For its first two releases, Squidco's brand new in-house digital label, Squid Note Records, has released two of the latest installments in Joel Futterman's growing solo piano oeuvre. Below is a review of the second, Reflective.
The solo piano session is nothing new to Joel Futterman. He has been at it for over four decades, now, and has recorded scores of these performances. Often, they take place in studio, or in house: no publicity build-up, no audience, and no script. According to the pianist, it has been decades since he has written music and instead has fully embraced a practiced and disciplined approach to spontaneous composition.
Unlike his longer works (see Absorb), Reflective showcased 19 primarily short thematic sketches, almost etudes without the implication that they are to be repeated, recorded over a few weeks in the early spring. Each one captures a ballad, or sprint, but singular statement, though laden with myriad twists, turns, contortions, halts and flourishes within that statement. In a sense, these are sonnets, composed and performed simultaneously, capturing a moment, a mood, a transient thought. And in that, they are especially effective.
Futterman deploys romantic motifs, and laggard strides, chaotic percussive clanks, bebop punctuation, baroque fixtures, colloquial clunk. Together, these pieces create a collection that could be a musical corollary to Ted Berrigan's Sonnets, works that embrace both the traditional order and contemporary disjunction with equal reverence, that reference recognizable forms but deploy them in an idiom — sometimes elevated, sometimes common — that are instantiations of a unique moment constructed out of the setting and ambiance, the pianist's mood and flow of his thoughts, the precise array of notes that came before and the evolving intentions of what is to come after.

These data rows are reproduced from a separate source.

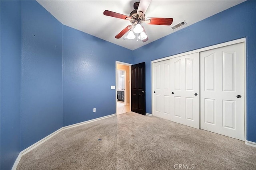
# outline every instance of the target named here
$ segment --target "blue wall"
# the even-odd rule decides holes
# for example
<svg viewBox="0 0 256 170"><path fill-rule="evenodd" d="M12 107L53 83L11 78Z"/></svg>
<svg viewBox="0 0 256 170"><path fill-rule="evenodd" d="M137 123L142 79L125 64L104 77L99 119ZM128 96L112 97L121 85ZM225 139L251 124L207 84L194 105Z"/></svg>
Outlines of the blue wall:
<svg viewBox="0 0 256 170"><path fill-rule="evenodd" d="M22 150L63 126L62 25L36 1L21 5Z"/></svg>
<svg viewBox="0 0 256 170"><path fill-rule="evenodd" d="M1 1L1 169L20 150L20 2Z"/></svg>
<svg viewBox="0 0 256 170"><path fill-rule="evenodd" d="M20 152L63 126L115 113L115 61L146 62L151 113L151 61L244 37L247 139L256 142L256 2L134 51L62 25L36 1L0 4L1 169L10 169Z"/></svg>
<svg viewBox="0 0 256 170"><path fill-rule="evenodd" d="M115 61L132 59L131 50L63 26L64 126L115 113Z"/></svg>
<svg viewBox="0 0 256 170"><path fill-rule="evenodd" d="M246 1L134 50L133 63L146 62L146 111L152 113L152 61L246 37L247 140L256 142L256 1Z"/></svg>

That brings us to the core of Futterman's musical practice: time. Futterman insists time is an illusion, a human perception and ordering that may be necessary but is also not absolute. And, if it is not absolute, it can be stretched, condensed, suspended, shaped, and reshaped in multiple directions and repeatedly. Each intrusion in turn transforms the potential for the next moment. And so on. Reflective might be best understood as a selection of some of the choicest of the those manipulated moments and evidence of the profound potential of each instant of musical time, when shaped by the proper hands.